April 14, 2024
Engineering Vs.  Search: What's the difference?  More from Jeremy Wertheimer

I recently flew Jeremy Wertheimer to Davos to talk about generic AI and some of the biggest issues facing today’s IT environment.

One of his most interesting points was on some of the differences between engineering and science, or rather the scientific process.

“When we make things,” Jeremis said, “we know what we’re doing… we have to do it right, we have to make sure our process is good, we have to avoid mistakes, “But we don’t have to do that by inventing new things. We just have to do the engineering… and we should get what we want.”

In contrast, he said, in science, you are dealing with uncertainties. In his words, you have to be “lucky.”

Sometimes, he suggested, we don’t know whether something is really an engineering problem or a science problem.

“People may think it’s one, but it’s the other,” he said.

Jeremy gave the example of hearing Jeff Bezos speak about large language models. Jeremy explained, Bezos suggested in a podcast that we should say that we are ‘discovering’ large language models rather than ‘inventing’ them.

That matches what Jeremy said. He gave the example of a plant – We plant a plant and nurture it, but we do not know exactly what the plant will do. We didn’t create the plant, or engineer the seed!

Jeremy mentioned smartphones, which he said would have been science fiction a few decades ago. For example, it understands what you’re saying, and it can tell you the weather, etc. This is engineering.

But then, he said, there’s the LLM: and that’s science!

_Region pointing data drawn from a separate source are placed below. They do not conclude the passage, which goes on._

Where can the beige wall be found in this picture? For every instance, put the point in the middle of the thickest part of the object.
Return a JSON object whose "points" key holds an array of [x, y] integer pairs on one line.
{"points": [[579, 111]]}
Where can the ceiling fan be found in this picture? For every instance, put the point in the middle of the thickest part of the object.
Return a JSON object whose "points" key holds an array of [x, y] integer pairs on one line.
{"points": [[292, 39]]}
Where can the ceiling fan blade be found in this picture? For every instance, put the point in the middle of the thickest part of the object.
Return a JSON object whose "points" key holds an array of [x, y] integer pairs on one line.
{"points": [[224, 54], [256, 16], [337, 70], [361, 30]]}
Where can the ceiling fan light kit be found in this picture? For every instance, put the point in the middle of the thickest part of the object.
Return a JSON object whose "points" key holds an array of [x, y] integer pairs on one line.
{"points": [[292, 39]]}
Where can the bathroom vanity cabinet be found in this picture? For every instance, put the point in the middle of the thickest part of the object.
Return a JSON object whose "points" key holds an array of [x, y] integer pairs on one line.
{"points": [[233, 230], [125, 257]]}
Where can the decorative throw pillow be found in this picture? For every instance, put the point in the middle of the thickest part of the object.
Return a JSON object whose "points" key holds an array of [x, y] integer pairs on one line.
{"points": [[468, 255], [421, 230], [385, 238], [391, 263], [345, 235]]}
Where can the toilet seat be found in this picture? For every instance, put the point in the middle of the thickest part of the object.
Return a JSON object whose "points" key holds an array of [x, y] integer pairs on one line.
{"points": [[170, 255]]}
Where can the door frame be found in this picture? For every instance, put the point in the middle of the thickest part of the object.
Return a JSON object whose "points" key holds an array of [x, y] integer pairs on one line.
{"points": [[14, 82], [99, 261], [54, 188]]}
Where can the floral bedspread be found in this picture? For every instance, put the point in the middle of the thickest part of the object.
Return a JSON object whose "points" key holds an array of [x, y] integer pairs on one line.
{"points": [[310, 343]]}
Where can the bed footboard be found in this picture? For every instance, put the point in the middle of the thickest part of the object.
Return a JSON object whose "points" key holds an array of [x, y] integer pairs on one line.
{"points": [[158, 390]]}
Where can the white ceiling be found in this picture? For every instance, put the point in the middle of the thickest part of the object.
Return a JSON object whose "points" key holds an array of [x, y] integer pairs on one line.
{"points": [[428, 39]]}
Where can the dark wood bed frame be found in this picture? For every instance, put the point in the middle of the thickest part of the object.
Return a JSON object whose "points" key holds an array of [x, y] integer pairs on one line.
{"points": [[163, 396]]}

Unlike smartphones, we didn’t create the LLM. We’re finding out what it can do. The nature of machine learning and AI means that some of these technologies will not be engineered in the classical sense – instead, they will be studied like biology, like a force of nature. We will study them to see what they do!

I think this is a major achievement. Building on that, in my conversation with Jeremy, he discussed a prediction he personally made – that in the future, everything will have the same three lines of code:

“Build the model, train the model, and apply the model.”

To illustrate, he gave the example that epitomizes so much of the progress that has been made in technology over the past few years – the toaster!

When you think about what a toaster does, you might consider metrics like bread moisture, heat, and other factors — but at the end of the day, if you don’t proceed with a completely deterministic approach, you Don’t do this. I don’t know how the model works – not completely.

Anyway, Jeremy, who minored in neuroscience while researching AI, also made the analogy of the human brain.

“Brains are very complex,” he said, adding that today’s LLMs are also becoming more complex, with more neurons, and eventually, they will defy easy dissection. He talks about the phenomenon of training versus building and our expectations for LLM, calling the realization of our limitations a “bitter pill” – in that we will eventually learn that we can’t always figure out how or why a model works. Does something.

I feel like that’s a really enlightening way to look at technology. We will either know how a system works, or we won’t. We’ve talked a lot about explainable AI at conferences and in the media. And this general idea is that we have to be able to keep AI explainable. But Jeremy’s claim kind of contradicts this, or at least points to a certain kind of different perspective: that we have to settle for less than a complete understanding of how complex models work.